Bad wine and a strange exit.

Enjoying Shakespeare as much as I do, I’d often looked at the line, “They have their exits and their entrances and one man in his time plays many parts.”

But one of the odder exits was related to me over an indifferent bottle of wine which claimed , on the label, to be from the House of Rothschild. Probably from some 7th cousin, 8 times removed. We were talking about various train journeys we’d experienced. I told him how the only bottle of corked wine I’d ever had was on a north bound train. Unfortunately, I declined the waiter’s offer to taste it and off he went. It was like vinegar. When the waiter returned I threw myself on his mercy to be reminded with a withering sigh that he had offered it to me for tasting. “Of course,” I said. But wondered if he had another one? He vanished and returned to say there wasn’t but  “Would, SIR, like a Pale Ale instead?”

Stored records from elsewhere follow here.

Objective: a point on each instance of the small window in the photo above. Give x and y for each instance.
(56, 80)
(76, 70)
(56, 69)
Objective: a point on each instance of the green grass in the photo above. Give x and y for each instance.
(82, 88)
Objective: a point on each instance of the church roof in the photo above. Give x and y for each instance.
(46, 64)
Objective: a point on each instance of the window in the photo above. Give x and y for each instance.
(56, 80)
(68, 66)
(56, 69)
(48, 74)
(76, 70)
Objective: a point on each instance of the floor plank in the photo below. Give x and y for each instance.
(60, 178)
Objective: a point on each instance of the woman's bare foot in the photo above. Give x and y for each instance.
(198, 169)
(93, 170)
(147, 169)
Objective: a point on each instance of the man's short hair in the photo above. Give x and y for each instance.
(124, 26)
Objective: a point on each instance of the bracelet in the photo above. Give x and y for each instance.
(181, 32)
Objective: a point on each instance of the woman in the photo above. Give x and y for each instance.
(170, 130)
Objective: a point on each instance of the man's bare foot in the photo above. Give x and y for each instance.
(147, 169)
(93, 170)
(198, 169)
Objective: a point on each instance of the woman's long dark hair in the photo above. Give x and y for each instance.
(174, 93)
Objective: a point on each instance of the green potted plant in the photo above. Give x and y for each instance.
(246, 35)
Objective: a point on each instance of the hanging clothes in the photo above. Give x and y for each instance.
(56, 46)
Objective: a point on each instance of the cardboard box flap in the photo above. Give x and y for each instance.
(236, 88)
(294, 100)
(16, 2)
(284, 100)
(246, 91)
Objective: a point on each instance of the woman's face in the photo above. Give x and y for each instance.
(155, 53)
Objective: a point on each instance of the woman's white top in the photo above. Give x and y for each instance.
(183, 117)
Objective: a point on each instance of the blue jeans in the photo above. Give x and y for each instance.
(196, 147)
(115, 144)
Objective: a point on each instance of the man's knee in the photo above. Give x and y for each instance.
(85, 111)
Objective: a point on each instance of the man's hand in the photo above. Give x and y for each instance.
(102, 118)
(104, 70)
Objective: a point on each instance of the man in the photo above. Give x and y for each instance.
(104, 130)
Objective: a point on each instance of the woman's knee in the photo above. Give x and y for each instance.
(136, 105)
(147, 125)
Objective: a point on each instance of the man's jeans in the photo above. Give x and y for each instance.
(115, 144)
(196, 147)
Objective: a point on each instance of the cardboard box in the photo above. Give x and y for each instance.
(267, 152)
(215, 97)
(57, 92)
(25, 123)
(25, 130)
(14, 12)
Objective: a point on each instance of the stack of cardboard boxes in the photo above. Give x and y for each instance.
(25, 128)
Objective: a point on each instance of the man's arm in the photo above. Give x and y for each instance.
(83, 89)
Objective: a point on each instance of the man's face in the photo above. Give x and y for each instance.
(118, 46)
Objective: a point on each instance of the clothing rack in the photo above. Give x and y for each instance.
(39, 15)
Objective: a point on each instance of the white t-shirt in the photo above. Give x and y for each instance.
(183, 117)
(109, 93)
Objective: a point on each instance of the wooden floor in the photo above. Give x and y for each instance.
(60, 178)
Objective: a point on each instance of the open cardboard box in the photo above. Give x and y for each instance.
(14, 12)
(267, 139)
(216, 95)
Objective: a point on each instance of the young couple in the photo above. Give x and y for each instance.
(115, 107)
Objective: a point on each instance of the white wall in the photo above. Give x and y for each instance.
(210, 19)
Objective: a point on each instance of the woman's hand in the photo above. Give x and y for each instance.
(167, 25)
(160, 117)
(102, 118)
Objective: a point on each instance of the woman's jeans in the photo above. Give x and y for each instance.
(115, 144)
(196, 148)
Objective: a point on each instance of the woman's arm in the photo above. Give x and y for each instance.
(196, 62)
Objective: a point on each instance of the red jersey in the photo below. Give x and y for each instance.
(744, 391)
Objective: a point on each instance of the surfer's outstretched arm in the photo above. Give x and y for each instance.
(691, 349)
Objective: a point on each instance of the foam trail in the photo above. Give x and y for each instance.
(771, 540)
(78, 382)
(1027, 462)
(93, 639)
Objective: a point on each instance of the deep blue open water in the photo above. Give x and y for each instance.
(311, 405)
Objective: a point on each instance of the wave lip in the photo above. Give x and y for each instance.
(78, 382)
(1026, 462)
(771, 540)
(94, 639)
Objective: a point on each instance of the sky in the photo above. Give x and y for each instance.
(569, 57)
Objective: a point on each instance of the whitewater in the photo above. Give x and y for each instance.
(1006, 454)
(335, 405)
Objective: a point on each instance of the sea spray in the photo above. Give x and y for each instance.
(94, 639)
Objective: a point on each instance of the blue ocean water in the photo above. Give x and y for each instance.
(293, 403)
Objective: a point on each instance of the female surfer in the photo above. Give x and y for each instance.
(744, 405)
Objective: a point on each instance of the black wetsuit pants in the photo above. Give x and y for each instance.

My friend also had a story involving a dining-car, a place which I’ve always thought fits in to the old “News of the World” strap, “All human life is here.”

He was heading for Birmingham’s , Snow Hill station and was sharing a table with two young business men who talked nothing but office jargon about how much “loot” they’d made and finding it very funny that “Gerald has been moved from H2 to G9 AND his wife has just left him.” The other man at the table was a large northerner dressed in a check suit, a brocade waistcoat and sporting a plaid tie. He loudly asked the waiter if he had any of that Spanish Chablis because he didn’t want any of that French rubbish.

Eventually, the train slowed on its approach  to the Snow Hill Station. In those days, my friend said, the incline towards the platforms made it necessary to have an auxiliary engine attached to pull it in and resulted in a short delay. As the train ground to a halt, one of the business men stood up, reached for his briefcase in the overhead rack and bade everyone  good night saying that he always got out here and walked the rest of the way, headed for the door, jumped down onto the track and vanished into the night.

It was an exit that Shakespeare could never have imagined.